Skip to content

Patch Extraction

get_response(url, token_list, ct)

get content of the requested endpoint

Parameters:

Name Type Description Default
url String

url of the request

required
token_list list

GitHub API token list

required
ct int

token counter

required
Return

Jsondata (object): json data

Source code in src/core/patchExtractor.py
def get_response(url, token_list, ct):
    '''get content of the requested endpoint

    Args:
        url (String): url of the request
        token_list (list): GitHub API token list
        ct (int): token counter

    Return:
        Jsondata (object): json data 
    '''
    jsonData = None

    # token_list, len_tokens = tokens()
    len_tokens = len(token_list)
    try:
        ct = ct % len_tokens
        headers = {'Authorization': 'Bearer {}'.format(token_list[ct])}
        request = requests.get(url, headers=headers)
        jsonData = json.loads(request.content)
        ct += 1
    except Exception as e:
        print(e)
    return jsonData, ct

pr_patches(repo, diverge_date, least_date, token_list, ct)

Get details of pull requests which part of patches

Parameters:

Name Type Description Default
repo String

repository containing pull requests

required
diverge_date datetime

date the variant diverged from the mainline

required
least_date datetime

date of last commit

required
token_list String

list of GitHub API tokens

required
ct int

token counter

required
Return

pr (list): list of pull request pr_all_merged (list): list of all pull requests title (list): list of pull request titles

Source code in src/core/patchExtractor.py
def pr_patches(repo, diverge_date, least_date, token_list, ct):
    '''
    Get details of pull requests which part of patches 

    Args:
        repo (String): repository containing pull requests
        diverge_date (datetime): date the variant diverged from the mainline
        least_date (datetime): date of last commit
        token_list (String): list of GitHub API tokens
        ct (int): token counter
    Return:
        pr (list): list of pull request
        pr_all_merged (list): list of all pull requests
        title (list): list of pull request titles 
    '''
    pr = []
    pr_all_merged = []
    title = []
    tot_com = 0
    bug_keyword = ['failur', 'fail', 'npe ', ' npe', 'issue', 'except', 'broken',
                   'crash', 'bug', 'differential testing', 'error', 'incorrect', 'flaw',
                   'addresssanitizer', 'hang ', ' hang', 'jsbugmon', 'leak', 'permaorange',
                   'random orange', 'intermittent', 'regression', 'test fix', 'problem',
                   'heap overflow', 'exception', 'daemon', 'stopped', 'broken', ' fault', 'race condition',
                   'deadlock', 'synchronization error', 'dangling pointer', 'null pointer', 'overflow', 'memory leak',
                   'race condition', 'restart', 'steps to reproduce', 'crash', 'assertion', 'failure', 'leak',
                   'stack trace', 'defect', 'mistake', 'fix', 'avoid',
                   'regression', 'test fix', ' hang', 'hang ', 'heap overflow', 'mozregression', 'safemode',
                   'safe mode', 'stop'
                   ]

    p = 1
    count = 0
    try:
        while True:
            # I rearranged the order of the parameters since the previous ordering would only yield 30 
            # objects (pull requests) in the arraylist instead of 100
            url = f"{constant.GITHUB_BASE_URL}{repo}/pulls?page={str(p)}&per_page=100&state=closed&sort=created&direction=desc"
            p = p + 1
            count = 1

            pulls_arrays, ct = get_response(url, token_list, ct)
            # tot_com = tot_com + len(pulls_arrays)
            # print(url)
            if pulls_arrays is not None:
                print(url)
                # pr = 0
                if len(pulls_arrays) == 0:
                    break
                for pull_obj in pulls_arrays:
                    # I added a try and accept block since this step would yield and exception of the repo 
                    # pair apache/kafka->linkedin/kafka.
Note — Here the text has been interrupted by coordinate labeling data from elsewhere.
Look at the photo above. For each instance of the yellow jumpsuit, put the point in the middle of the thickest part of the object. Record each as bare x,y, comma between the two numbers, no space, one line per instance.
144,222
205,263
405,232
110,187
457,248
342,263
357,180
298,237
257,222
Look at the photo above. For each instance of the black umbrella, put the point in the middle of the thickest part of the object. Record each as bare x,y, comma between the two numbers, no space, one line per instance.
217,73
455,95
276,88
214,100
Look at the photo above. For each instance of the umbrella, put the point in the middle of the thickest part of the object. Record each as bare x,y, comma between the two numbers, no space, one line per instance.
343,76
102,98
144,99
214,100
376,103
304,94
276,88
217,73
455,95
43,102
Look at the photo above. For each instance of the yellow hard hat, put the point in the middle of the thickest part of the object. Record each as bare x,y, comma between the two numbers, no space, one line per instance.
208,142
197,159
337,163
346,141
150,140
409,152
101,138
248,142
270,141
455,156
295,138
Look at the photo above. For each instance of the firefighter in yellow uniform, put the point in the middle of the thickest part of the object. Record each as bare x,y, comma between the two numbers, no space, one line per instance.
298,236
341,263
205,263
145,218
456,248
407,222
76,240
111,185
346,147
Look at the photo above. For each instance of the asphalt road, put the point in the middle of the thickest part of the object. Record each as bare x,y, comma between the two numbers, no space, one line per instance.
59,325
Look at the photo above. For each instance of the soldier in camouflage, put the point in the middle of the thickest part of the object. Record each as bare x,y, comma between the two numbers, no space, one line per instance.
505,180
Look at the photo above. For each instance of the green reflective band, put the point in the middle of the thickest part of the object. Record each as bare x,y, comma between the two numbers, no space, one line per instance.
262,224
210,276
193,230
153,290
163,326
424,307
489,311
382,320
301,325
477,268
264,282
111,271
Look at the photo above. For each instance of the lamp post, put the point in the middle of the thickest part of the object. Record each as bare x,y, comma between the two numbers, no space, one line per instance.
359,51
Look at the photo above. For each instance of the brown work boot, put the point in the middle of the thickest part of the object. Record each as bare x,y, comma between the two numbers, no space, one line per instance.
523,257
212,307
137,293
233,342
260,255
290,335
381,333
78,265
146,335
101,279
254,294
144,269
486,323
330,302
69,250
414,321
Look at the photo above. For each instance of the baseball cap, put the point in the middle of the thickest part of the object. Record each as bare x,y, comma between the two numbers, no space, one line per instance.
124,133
For some reason, the exception was not being raised with other 
                    # repo pairs like learningequality/pycaption->pbs/pycaption and 
                    # hzdg/django-enumfields->druids/django-choice-enumfields
                    # I guess there are some commits in apache/kafka->linkedin/kafka that were causing the error. 
                    # A workaround was to ignore them the pull requests that were yielding the exception
                    try:
                        pull_created_at = pull_obj['created_at']
                        if parser.parse(pull_created_at) > parser.parse(least_date):
                            continue
                            # raise GetOutOfLoop

                        if pull_obj['merged_at'] is not None:
                            if parser.parse(pull_obj['merged_at']) > parser.parse(least_date):
                                continue
                            # print(repo, 'parser.parse(pull_obj[merged_at]) = ', parser.parse(pull_obj['merged_at']))
                            # print(repo, 'parser.parse(diverge_date) = ', parser.parse(diverge_date))

                            if parser.parse(pull_obj['merged_at']) < parser.parse(diverge_date):
                                count = 0
                                break
                                # raise GetOutOfLoop
                            pr_all_merged.append(pull_obj['number'])
                            pull_title = pull_obj['title'].lower().replace(';', '-').replace(',', '-')
                            for bug in bug_keyword:
                                if bug in pull_title:
                                    pr.append(pull_obj['number'])
                                    title.append(pull_title)
                                    break
                        if count == 0:
                            break
                    except Exception as e:
                        print(e)
            if count == 0:
                break
    except GetOutOfLoop:
        pass

    return pr, title, pr_all_merged, ct